The birds weren't around either, we'd barely reached double figures before Abbey Farm, but that did include Tree Sparrow and a Buzzard, the latter seen along the Abbey Lane. The hide log book mentioned Honey Buzzard on the previous two days. How competent were the recorders? A short flying view was not enough for us to declare either way.
The only bird of note at Abbey was a Kingfisher. The nesting bank is now completely obscured by trees and vegetation. Our bird was sat on a low post, partially obscured, in the near lefthand pool - along with all the manky Mallard. Pam spied it a few seconds before it disappeared, looked like a young bird.
Checking the tide timetable took us to Snettisham in a hurry. High tide was at 7.30 and it was a 7.1 , a high one. It was lovely to be back there again, we tend to give it a miss in July and, this year,  August too. It was an hour after high tide when we got there, but it still lapped the shore, edged by a scattering of feeding Dunlin, Turnstone and Ringed Plover. A single Knot explored the seaweed line. What looked like distant mud became thousands of waders when scoped. Too far to identify all but, the mass of Oystercatchers, Godwits, Curlew and Wheeling Knot were obvious. I scoped the receding water, exposing food rich mud, finding Golden and Grey Plover in addition to all the birds previously mentioned plus Redshank and Whimbrel. Five minutes later when I lifted my eyes from the scope, it was all mud,the water had disappeared into the far distance. The speed at which the water floods in for its final zenith and then nadir is amazing and awesome. We once saw it come in at the western end, after hearing a strange and eerie sussuration as it sped across the mud. Unforgettable.
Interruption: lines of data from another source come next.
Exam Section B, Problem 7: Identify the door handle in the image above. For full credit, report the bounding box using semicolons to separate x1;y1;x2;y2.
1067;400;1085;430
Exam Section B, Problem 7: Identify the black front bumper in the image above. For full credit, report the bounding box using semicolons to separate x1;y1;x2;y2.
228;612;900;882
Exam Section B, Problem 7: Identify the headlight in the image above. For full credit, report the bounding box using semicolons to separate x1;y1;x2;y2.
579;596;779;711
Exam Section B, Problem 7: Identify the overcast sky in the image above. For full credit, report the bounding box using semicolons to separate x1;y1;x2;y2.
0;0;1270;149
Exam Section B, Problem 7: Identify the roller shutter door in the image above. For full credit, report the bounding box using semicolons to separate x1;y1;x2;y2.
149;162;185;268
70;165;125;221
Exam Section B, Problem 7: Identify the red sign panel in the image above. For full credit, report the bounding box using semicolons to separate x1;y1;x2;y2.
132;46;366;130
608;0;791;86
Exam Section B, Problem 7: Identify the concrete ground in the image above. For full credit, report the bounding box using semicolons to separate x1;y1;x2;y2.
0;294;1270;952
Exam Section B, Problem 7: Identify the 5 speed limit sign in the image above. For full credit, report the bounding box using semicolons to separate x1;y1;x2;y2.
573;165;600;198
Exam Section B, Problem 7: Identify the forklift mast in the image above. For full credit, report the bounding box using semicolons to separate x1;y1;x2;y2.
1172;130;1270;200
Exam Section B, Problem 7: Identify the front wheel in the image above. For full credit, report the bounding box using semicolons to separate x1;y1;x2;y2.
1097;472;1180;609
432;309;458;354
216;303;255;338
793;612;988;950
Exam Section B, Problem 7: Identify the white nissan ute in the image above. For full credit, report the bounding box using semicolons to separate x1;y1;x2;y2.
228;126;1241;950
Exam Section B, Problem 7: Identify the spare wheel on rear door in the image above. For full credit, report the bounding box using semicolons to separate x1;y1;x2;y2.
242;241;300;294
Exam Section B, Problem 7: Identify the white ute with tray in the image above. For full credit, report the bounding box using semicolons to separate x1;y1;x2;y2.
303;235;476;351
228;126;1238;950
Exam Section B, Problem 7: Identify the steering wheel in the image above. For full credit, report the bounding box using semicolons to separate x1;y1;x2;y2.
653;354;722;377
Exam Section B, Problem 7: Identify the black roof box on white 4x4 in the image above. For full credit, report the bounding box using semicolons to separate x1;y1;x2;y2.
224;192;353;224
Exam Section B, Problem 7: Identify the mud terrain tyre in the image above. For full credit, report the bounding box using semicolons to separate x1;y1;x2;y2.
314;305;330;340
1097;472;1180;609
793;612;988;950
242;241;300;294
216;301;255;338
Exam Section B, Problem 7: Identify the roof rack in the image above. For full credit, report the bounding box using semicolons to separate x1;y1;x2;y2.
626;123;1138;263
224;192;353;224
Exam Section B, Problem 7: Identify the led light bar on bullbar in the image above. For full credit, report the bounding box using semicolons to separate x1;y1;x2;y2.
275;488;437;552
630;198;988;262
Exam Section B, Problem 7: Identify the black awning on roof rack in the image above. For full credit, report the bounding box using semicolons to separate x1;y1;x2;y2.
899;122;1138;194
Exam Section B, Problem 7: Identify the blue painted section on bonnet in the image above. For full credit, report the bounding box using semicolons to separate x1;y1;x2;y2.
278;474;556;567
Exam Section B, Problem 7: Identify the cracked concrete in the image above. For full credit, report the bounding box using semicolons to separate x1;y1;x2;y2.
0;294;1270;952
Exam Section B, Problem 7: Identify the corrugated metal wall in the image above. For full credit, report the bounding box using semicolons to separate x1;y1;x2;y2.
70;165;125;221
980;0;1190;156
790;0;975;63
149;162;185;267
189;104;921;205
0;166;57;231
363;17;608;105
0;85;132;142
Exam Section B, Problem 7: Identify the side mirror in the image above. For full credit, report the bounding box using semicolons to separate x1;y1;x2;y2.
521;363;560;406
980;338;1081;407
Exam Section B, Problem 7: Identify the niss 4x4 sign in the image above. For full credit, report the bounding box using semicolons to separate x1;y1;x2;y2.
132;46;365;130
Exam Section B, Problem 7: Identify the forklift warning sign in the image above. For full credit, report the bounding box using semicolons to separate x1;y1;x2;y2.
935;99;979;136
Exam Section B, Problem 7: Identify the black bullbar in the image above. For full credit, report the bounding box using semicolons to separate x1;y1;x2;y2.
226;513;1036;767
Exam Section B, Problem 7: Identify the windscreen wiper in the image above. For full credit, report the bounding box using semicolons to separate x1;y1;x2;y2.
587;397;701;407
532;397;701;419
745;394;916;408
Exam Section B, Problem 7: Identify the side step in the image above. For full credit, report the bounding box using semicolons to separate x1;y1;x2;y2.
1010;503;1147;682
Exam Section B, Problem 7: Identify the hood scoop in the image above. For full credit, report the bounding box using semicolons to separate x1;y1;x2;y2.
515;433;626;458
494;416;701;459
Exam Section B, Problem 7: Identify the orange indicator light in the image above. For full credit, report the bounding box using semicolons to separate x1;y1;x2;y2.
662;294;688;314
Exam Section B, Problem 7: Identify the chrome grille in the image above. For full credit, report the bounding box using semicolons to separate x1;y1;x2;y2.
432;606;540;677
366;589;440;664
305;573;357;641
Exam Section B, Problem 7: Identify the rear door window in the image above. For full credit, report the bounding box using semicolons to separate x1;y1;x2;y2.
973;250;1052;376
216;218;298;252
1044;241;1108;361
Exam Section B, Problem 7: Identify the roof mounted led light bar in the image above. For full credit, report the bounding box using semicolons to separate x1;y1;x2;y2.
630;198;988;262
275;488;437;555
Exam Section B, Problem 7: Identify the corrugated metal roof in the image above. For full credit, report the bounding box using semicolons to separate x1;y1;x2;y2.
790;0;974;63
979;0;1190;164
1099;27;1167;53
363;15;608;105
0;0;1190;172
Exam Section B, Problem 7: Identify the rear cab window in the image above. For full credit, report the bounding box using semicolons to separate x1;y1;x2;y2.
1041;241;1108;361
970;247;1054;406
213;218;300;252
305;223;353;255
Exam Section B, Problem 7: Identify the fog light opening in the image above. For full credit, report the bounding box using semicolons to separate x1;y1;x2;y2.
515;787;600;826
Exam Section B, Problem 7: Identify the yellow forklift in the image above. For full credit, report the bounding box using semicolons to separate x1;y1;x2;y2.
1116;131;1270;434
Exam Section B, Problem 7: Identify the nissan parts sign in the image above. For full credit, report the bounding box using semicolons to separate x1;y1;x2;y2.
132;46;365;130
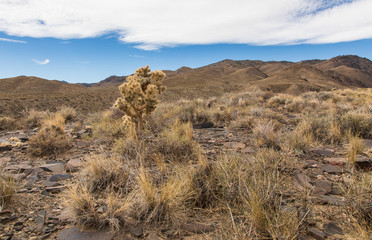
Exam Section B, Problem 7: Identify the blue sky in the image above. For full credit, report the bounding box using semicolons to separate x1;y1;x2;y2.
0;0;372;83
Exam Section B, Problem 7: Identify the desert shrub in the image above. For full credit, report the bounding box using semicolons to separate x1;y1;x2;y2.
81;154;133;193
253;119;280;149
114;66;165;133
25;109;52;128
343;172;372;239
134;168;188;226
67;185;130;231
0;117;21;131
284;121;313;152
153;121;200;162
341;112;372;138
347;132;364;164
57;106;77;122
29;114;72;156
0;172;16;209
90;114;126;142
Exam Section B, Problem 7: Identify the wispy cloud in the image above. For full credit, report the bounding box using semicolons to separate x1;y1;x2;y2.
0;0;372;50
0;38;27;43
32;59;50;65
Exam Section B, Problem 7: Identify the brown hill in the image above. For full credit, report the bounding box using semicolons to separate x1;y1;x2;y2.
0;76;87;94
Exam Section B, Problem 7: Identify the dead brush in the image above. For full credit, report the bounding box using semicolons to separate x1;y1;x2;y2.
0;117;21;131
253;119;280;149
29;114;72;156
343;172;372;239
151;120;200;162
0;172;16;211
66;185;131;232
135;168;188;226
81;154;134;194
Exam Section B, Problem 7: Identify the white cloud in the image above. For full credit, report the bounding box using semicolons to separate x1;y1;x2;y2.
0;38;27;43
0;0;372;50
32;59;50;65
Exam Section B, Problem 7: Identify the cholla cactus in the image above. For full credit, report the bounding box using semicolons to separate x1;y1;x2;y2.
114;66;165;132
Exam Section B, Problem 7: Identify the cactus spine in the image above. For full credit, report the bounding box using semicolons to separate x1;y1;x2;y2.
114;66;165;133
Still cold, I shed my scarf and gloves to do some shopping in Hunstanton Tesco. After a delicious breakfast in their cafe and the necessary shop (plus some treats), I was warmer and it was 16C outside.Next stop after the cliffs where Pam caught sight of Fulmar, we drove to Titchwell. The new Trail is officially open to-day, we expected crowds when we saw the sign but it was a normal weekend population. Pam didn't want to do the new trail as she'd left her boots in the porch and was wearing socks and sandals (!!). Walking to the Freshwater Pool it was a good idea. The trail goes as far as the east bank and then a good way along it. We could see three viewing platforms spaced along it.
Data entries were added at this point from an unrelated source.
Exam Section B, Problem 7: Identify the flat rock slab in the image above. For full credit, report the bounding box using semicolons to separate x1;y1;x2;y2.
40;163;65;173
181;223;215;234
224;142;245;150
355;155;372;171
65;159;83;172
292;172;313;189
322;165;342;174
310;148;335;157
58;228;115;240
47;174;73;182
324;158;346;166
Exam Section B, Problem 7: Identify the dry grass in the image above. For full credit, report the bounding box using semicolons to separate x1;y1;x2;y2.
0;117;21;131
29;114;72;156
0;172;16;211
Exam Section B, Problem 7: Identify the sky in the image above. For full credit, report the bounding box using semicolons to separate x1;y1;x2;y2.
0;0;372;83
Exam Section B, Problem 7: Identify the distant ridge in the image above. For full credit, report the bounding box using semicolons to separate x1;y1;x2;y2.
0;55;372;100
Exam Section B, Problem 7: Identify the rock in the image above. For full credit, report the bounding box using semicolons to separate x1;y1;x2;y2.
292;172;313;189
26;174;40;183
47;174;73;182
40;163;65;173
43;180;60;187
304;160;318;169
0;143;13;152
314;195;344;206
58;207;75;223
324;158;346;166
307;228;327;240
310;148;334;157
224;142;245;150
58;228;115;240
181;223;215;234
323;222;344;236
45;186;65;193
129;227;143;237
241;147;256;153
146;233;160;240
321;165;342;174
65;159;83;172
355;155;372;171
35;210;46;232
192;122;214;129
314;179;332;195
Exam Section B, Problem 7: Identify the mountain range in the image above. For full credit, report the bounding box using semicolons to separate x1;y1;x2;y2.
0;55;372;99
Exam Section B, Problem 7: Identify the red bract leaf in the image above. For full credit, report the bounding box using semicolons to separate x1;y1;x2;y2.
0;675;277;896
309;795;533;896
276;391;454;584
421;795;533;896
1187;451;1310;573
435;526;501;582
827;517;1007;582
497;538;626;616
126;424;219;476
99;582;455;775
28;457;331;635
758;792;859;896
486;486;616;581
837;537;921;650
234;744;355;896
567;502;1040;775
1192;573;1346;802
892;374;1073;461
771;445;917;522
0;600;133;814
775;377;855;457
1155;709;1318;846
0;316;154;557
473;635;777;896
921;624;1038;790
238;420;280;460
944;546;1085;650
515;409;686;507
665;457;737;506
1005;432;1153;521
We sat scanning the pool which held a lot of birds but not much variety. In total we added five species of duck including Pochard and Pintail. I saw a Red-crested Pochard on the first pool but it disappeared......Three Greenshank was a good sighting, as was a Little Stint. Still very overcast and murky, awful conditions for photography. I couldn't resist having a go at digiscoping a Black-tailed Godwit feeding in the near channel.

Black-tailed Godwit
 (At last !. I've tried umpteen times to upload this photo over the last day and a half. I succeeded by using Comodo Dragon - my new browser - said to be safer and less prone to error than Google Chrome. We'll see...)
 Nothing at Choseley nor at Brancaster Staithe, we took the inland route from Stiffkey to CleySpy so that Pam could have her binoc. piece glued back on. En route, I dropped off for five minutes and woke to find that we were parked in Morston with Pam asleep beside me. Three early mornings with little sleep had taken their toll (poor old things).
Via an ice-cream at Salthouse and a drop in to Gunton Park where we added Long tailed Tit, Chiffchaff and Great Crested Grebe, we got home at tea-time to do the adding up. Astonishing. How did we manage 85? I re-counted, still correct. And we didn't see a Dunnock.
Nothing to be seen in the garden at the moment as the feeders are empty. We saw several young rats around and Kevin put poison down, well pretected of course but we were horrified when ginger cat Robbie brought a couple of dead rats in. He doesn't catch anything live any more and he didn't eat them either so that was fine.